Based on observations from the Cardington fire tests and on assumptions concerning yield line patterns and membrane stresses, it calculates the load-carrying enhancement of a slab as a function of its deflection. It also postulates a deflection limit at which the maximum acceptable strain in the rebar is reached. On close examination, however, several hypotheses, such as the assumed failure mechanisms, seem illogical.
A new simplified method, which re-examines the mechanics of tensile membrane action in weakly-reinforced thin slabs at high deflections, based on the principles of large-deflection plastic yield-line analysis, has been launched at Sheffield in the past few years. The initial applications of this approach have addressed plain flat slabs, both isolated and continuous.
Starting with the optimal yield-line pattern, the method relates a slab’s load capacity to its deflection, allowing for the effects of change of shape of the concrete stress blocks and progressive fracture of the reinforcing mesh. These have been compared with the existing procedure, showing very different behaviour in many cases.

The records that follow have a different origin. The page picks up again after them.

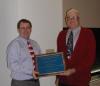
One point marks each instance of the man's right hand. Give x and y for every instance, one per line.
x=35, y=74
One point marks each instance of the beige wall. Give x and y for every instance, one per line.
x=89, y=11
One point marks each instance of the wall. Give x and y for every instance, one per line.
x=89, y=11
x=46, y=17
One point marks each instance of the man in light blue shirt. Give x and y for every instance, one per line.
x=19, y=60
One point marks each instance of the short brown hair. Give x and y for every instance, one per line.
x=24, y=21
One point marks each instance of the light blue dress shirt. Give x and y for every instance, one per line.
x=19, y=60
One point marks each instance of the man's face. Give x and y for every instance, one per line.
x=72, y=21
x=24, y=30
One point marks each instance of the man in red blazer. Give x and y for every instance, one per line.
x=80, y=61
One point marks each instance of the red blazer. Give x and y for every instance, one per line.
x=82, y=59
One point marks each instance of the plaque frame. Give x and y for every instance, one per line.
x=50, y=64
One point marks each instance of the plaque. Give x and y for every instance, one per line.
x=48, y=64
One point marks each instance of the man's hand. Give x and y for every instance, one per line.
x=35, y=74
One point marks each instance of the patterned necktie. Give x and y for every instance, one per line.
x=70, y=44
x=30, y=49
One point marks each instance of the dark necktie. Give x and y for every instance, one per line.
x=70, y=44
x=30, y=49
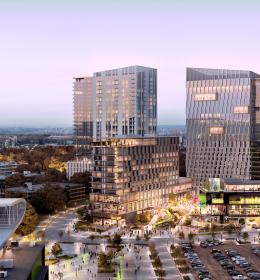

The application of tensile membrane action in structural fire engineering is usually for slabs designed as arrays of parallel composite beams, with wide concrete upper flanges connected to down stand steel beam sections by shear studs. The strength of the steel reduces with temperature, and since the applied load intensity is constant, the analysis now needs to calculate the steel temperatures at which a yield-line mechanism is created and at which the panel loses stability.
The new method has been extended to analyse composite slabs with unprotected steel beams at high temperatures. It monitors small-deflection yield-line patterns, of which the optimum continuously changes as the strength of the steel sections degrades.
When the optimal mechanism’s load capacity degrades to the applied load, the mechanism for large-deflection enhancement is established. Tensile membrane action can then allow further growth in steel temperature until a maximum is reached.
Since integrity failure is also important in fire-resistant design, it is notable that the method provides the internal forces needed to calculate the maximum mean tensile stress in the concrete cross-section.
In this project, the new kinematically consistent method will be developed to take into account the different mechanisms through which a rectangular composite slab can fail and its different modes of failure. It needs to predict where the reinforcement fractures, and at which temperatures and deflections. The intended outcome is to develop a mechanically justifiable design procedure for performance-based fire-resistant design of composite slab panels.